For the party of Reagan, his departure was the beginning of a long decline, and it is the absence of a similarly totemic figure, during the past twenty years, that has allowed the current resurgence of extremism. George H. W. Bush repelled right-wingers with his moderate tendencies—not least when, in the face of fiscal calamity, he broke his campaign pledge not to raise taxes. Bill Clinton inspired them to an almost ecstatic series of attacks, and though there remained enough of an older conservative establishment, personified by Senator Bob Dole, to check some of the wildest charges, the new Republican House majority after 1994, pushed by such ideologues as Tom DeLay and Dick Armey, had little interest in maintaining the center. They harassed Clinton, forcing an impeachment even though polls showed that more than sixty per cent of the American people disapproved. George W. Bush seemed at first to have a bit of Reagan’s conservative charisma, but the right wing turned against him for failing to win the war in Iraq, for his moderate position on immigration, and for spending hundreds of millions of federal dollars to combat the financial collapse in 2008. When William F. Buckley died, during the 2008 primary season, it seemed to symbolize the end of a conservative era. David Klinghoffer, a former literary editor at National Review, lamented that “urbane visionaries and builders of institutions” such as Buckley have been replaced by media figures “who make their money by stirring fears and resentments.” Conservatism, Klinghoffer added, “has undergone a shift toward demagoguery and hucksterism,” and is now ruled by those he called “the crazy-cons.”…
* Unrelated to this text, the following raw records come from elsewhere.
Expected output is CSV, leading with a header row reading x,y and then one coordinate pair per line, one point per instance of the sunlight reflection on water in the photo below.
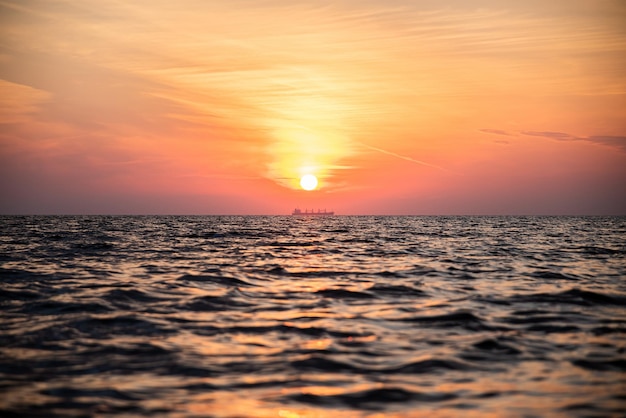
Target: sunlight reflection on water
x,y
281,316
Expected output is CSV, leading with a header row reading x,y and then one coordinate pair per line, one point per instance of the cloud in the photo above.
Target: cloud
x,y
618,142
496,132
559,136
612,141
404,157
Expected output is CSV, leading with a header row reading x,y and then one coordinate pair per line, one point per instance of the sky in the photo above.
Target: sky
x,y
398,107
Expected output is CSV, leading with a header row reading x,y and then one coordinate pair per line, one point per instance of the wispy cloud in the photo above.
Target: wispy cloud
x,y
404,157
612,141
496,132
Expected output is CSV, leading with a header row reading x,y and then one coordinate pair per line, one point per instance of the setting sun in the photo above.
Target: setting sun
x,y
308,182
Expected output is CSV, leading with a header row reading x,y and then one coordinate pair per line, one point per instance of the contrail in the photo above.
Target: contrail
x,y
404,157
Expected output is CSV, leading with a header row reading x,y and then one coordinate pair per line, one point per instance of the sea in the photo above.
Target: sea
x,y
326,316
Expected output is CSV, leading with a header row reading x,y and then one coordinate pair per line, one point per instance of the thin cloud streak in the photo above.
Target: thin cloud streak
x,y
404,157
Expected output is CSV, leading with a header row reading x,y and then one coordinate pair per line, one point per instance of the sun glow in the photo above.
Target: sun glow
x,y
308,182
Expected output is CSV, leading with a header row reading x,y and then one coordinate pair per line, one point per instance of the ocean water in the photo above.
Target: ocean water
x,y
312,317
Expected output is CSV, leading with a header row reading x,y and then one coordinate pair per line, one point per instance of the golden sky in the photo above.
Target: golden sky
x,y
398,107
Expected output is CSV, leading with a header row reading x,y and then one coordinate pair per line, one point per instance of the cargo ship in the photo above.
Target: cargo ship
x,y
298,212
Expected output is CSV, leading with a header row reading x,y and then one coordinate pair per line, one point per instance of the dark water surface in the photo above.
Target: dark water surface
x,y
312,317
Fifty years ago, President Kennedy deplored the far right’s “counsels of fear and suspicion.” Today, Obama’s White House is still struggling to make sense of its enemies. In the absence of forthright leadership, on both the right and the left, the job of standing up to extremists appears to have been left to the electorate. Candidates like O’Donnell may prove too eccentric to prevail, or voters may simply become disillusioned by politicians who campaign on their hatred of government. After the election, mainstream conservatives may well engage in what Richard Viguerie has forecast as “a massive, almost historic battle for the heart and soul of the Republican Party.” (Already, Rove and some leading Bush political operatives, including the former Republican National Committee chairman Ed Gillespie, have been quietly supplanting the battered G.O.P. establishment in the effort to raise funds for this year’s candidates.) But, according to a recent poll, more than seventy per cent of Republicans support the Tea Party, and it seems almost certain that a Republican Party that has unstintingly appeased the far right will enjoy a strong and perhaps smashing victory in the coming midterm elections.
In 1906, early in the Progressive era, the humorist Finley Peter Dunne’s fictional barroom sage, Mr. Dooley, put the social and political tumult of the day into perspective. “Th’ noise ye hear is not th’ first gun iv a revolution,” Dooley remarked. “It’s on’y th’ people iv th’ United States batin’ a carpet.” A century from now, or even a year from now, Americans may say the same about the Tea Party. For the moment, though, it appears that the extreme right wing is on the verge of securing a degree of power over Congress and the Republican Party that is unprecedented in modern American history. For defenders of national cohesion and tempered adversity in our politics, it is an alarming state of affairs.